Колин Маккалоу - Песнь о Трое
Я хлопнул в ладоши, прибежали служанки.
— Нагрейте воды, принесите благовонные масла, пошлите за главным бальзамировщиком. Я хочу приготовить царевича Гектора к погребению.
Я отнес его в маленький амбар поблизости и положил на каменную плиту, как раз такой высоты, чтобы женам было удобно его убирать. Но это я выпрямил ему руки и ноги, это я положил ладонь ему на лицо, чтобы закрыть глаза. Они очень медленно открылись снова, незрячие. При виде бренных останков Гектора меня охватывал ужас. Я думал о своих собственных.
Брисеида ждала меня, ссутулившись в кресле. Она взглянула на меня, но заговорила не сразу. Через какое-то время она произнесла безучастным голосом:
— Я согрела воду для ванны, есть еда и вино. Придется зажечь лампы, уже темнеет.
О если бы только вода обладала силой смывать пятна с духа! Мое тело очистилось. Мой дух — нет.
Брисеида сидела на ложе напротив меня, пока я ел и утолял жажду. Мне казалось, что позади у меня были годы безумного бега.
Потом она произнесла это же слово. Безумный. Она сказала:
— Ахилл, почему ты ведешь себя как безумный? Смерть Патрокла не остановит жизнь. Остались живы другие, кто любит тебя не меньше, чем любил он. Автомедонт. Мирмидоняне. Я.
— Уходи.
— Только когда я закончу. Ахилл, у тебя есть только один способ себя исцелить. Прекрати угождать Патроклу и верни Гектора его отцу. Я не ревную и никогда не ревновала. То, что вы с Патроклом были любовниками, не мешало мне, я занимала свое место в твоей жизни. Но он ревновал, и это сбило его с пути. Ты считаешь, он думал, будто ты предал свои идеалы. Но для Патрокла твоим настоящим предательством стала твоя любовь ко мне. С этого все началось. И с тех пор, что бы ты ни делал, твои поступки перестали быть для него безупречными. Я не осуждаю его, я просто говорю правду. Он любил тебя и считал, что ты предал его любовь, полюбив меня. А если ты смог это сделать, то ты уже не был тем человеком, которым он считал тебя прежде. Ему стало необходимо искать в тебе недостатки. Кормить свою обиду.

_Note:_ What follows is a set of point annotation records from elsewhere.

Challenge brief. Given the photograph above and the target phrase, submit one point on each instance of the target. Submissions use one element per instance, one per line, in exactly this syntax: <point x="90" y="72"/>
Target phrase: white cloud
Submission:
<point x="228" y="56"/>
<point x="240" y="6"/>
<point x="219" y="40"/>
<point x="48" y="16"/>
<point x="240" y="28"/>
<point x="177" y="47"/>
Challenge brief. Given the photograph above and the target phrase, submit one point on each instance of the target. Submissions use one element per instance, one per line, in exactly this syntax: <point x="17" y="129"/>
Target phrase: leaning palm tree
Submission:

— Ты понятия не имеешь, о чем говоришь.
— Нет, имею. Но я не хочу говорить о Патрокле. Я хочу поговорить о Гекторе. Как ты можешь поступать так с мужем, который храбро с тобой сражался и достойно умер? Отдай его отцу! Тебя преследует не настоящий Патрокл, а тот, кого ты придумал, чтобы свести себя с ума. Забудь Патрокла. Под конец он не был твоим настоящим другом.
Я ударил ее. Ее голова откинулась назад, и она упала на пол. В ужасе я подхватил ее, уложил обратно и увидел, что она со стоном пошевелилась. Я, пошатываясь, направился к креслу и опустил голову на руки. Даже Брисеида стала жертвой этого безумия. Но как его исцелить? Как изгнать мою мать?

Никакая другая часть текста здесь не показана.